Despite the resurgence in streaming video and audio over IP, much of the equipment currently available in broadcasting still uses traditional SDI and AES interfacing. Although interface units to facilitate connection to IP exist, configuring full ST-2110 systems for ad-hoc events is time consuming and complex.
The Riedel MediorNet system fixes this by providing SDI and AES connectivity into the TDM distribution system. Large capacity fibers with up to 400Gbps connectivity, easily facilitate the SDI and AES integration. Once the feed is in the network, the software interface is used to route the signals anywhere within the network. The simplicity of this cannot be overstated as the network autoconfigures to make the contributing signals available anywhere on the network.
Commentators often require last minute feeds and running cables to them at an event such as the ESC is impractical and potentially dangerous. With adequate cabling infrastructure, and with a full knowledge of all the network, the software management system was used to route new video, audio and even comms circuits to the commentators.
The commentary subsystem of the TDM infrastructure was complemented by an IP-based network built on the MediorNet IP product range. Inside the commentary control room, the FusioN standalone IP processing devices provided 16-PiP ST-2110 multiviewers, while the commentary booths relied on Riedel’s intelligent MuoN SFPs for bi-directional gateways from MADI to ST-2110.

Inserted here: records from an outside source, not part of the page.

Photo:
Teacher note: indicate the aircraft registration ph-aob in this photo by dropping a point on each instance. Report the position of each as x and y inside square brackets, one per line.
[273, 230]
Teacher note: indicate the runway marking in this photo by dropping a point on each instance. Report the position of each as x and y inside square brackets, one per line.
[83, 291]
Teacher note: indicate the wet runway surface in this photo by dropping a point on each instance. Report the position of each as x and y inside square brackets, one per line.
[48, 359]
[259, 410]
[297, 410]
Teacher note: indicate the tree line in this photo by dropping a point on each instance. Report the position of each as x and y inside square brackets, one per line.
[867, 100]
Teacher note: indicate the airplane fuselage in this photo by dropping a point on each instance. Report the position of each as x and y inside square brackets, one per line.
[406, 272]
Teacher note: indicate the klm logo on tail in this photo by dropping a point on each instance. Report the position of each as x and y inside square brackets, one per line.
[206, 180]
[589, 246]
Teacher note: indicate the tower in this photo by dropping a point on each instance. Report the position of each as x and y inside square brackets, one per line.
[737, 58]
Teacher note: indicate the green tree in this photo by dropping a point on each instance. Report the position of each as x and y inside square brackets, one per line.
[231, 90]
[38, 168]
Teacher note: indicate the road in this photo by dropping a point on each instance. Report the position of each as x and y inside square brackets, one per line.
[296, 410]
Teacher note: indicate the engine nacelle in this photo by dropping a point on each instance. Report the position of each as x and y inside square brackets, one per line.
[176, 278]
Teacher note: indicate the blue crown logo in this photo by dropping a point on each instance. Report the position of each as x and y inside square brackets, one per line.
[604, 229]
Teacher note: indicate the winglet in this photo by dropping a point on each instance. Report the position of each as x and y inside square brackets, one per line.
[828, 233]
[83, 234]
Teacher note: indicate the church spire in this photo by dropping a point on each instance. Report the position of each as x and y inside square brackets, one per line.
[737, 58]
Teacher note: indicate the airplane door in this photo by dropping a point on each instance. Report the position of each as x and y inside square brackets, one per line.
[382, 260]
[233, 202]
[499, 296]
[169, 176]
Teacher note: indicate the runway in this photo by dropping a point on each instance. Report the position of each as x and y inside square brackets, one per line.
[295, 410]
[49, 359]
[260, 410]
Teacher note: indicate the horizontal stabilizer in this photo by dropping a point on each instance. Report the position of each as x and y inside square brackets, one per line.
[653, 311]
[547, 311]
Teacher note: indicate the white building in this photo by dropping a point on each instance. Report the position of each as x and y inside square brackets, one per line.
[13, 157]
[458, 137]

Monitoring is always a challenge for ad-hoc events, and this was no different at ESC. With such a complex network containing in excess of fifty nodes and interface units, knowing where a system is experiencing problems is critical. Cabling in outside broadcast type events is always more difficult due to the temporary rigging that increases the susceptibility to damage. Being able to detect cable faults and automatically re-route signals is critical for today’s broadcasters, especially as we consider the ongoing effects of Covid-19.
Reliable Low Latency Delivery
As the TDM is synchronous and data packets are multiplexed into well-defined timeslots, latency becomes less of an issue as there is no contest on the network and therefore buffer sizes can be kept to a minimum. The distance between nodes is well known and the use of fiber means the transport delay is insignificant. Consequently, the whole system delivers low latency with incredibly high levels of reliability.
Delivering to over 183 million viewers across 36 markets demands the ultimate in resilience and low latency. Advanced monitoring methods and fault detection meant the MediorNet was the perfect solution for an ad-hoc event such as the Eurovision Song Contest.